🤖 AI Summary
This work addresses the vulnerability of existing voice authenticity detection methods to high-fidelity synthetic and edited attacks, which often rely on visual cues or wearable sensors. The authors propose a contactless voice authentication approach leveraging millimeter-wave radar, introducing laryngeal physiological vibrations as an unforgeable anchor tied directly to spoken content. This paradigm shifts beyond conventional liveness detection—which merely verifies whether a person is speaking—toward fine-grained verification of what is being said. The method employs phase-aware vibration extraction, modality-specific encoders, and a two-stage audio–radar alignment strategy combining signal-level onset detection with semantic-level consistency, all integrated within a cross-modal contrastive learning framework. Evaluated across diverse spoofing types, the system achieves an equal error rate (EER) of 0.017 while maintaining low latency and computational overhead.
📝 Abstract
Rapid advances in speech synthesis and audio editing have made realistic forgeries increasingly accessible, yet existing detection methods remain vulnerable to tampering or depend on visual/wearable sensors. In this paper, we present VoxAnchor, a system that physically grounds audio authentication in vocal dynamics by leveraging the inherent coherence between speech acoustics and radar-sensed throat vibrations. VoxAnchor uses contactless millimeter-wave radar to capture fine-grained throat vibrations that are tightly coupled with human speech production, establishing a hard-to-forge anchor rooted in human physiology. The design comprises three main components: (1) a cross-modal frame-work that uses modality-specific encoders and contrastive learning to detect subtle mismatches at word granularity; (2) a phase-aware pipeline that extracts physically consistent, temporally faithful throat vibrations; and (3) a dual-stage strategy that combines signal-level onset detection and semantic-level coherence to align asynchronous radar and audio streams.

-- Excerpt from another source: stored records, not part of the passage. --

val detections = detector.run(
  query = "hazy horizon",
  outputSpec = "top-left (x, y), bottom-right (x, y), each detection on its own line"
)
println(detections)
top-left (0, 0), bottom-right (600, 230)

Unlike liveness detection, which only confirms whether speech occurred, VoxAnchor verifies what was spoken through word-level content consistency, exposing localized edits that preserve identity and global authenticity cues. Extensive evaluations show that VoxAnchor achieves robust, fine-grained detection across diverse forgeries (editing, splicing, replay, deepfake) and conditions, with an overall EER of 0.017, low latency, and modest computational cost.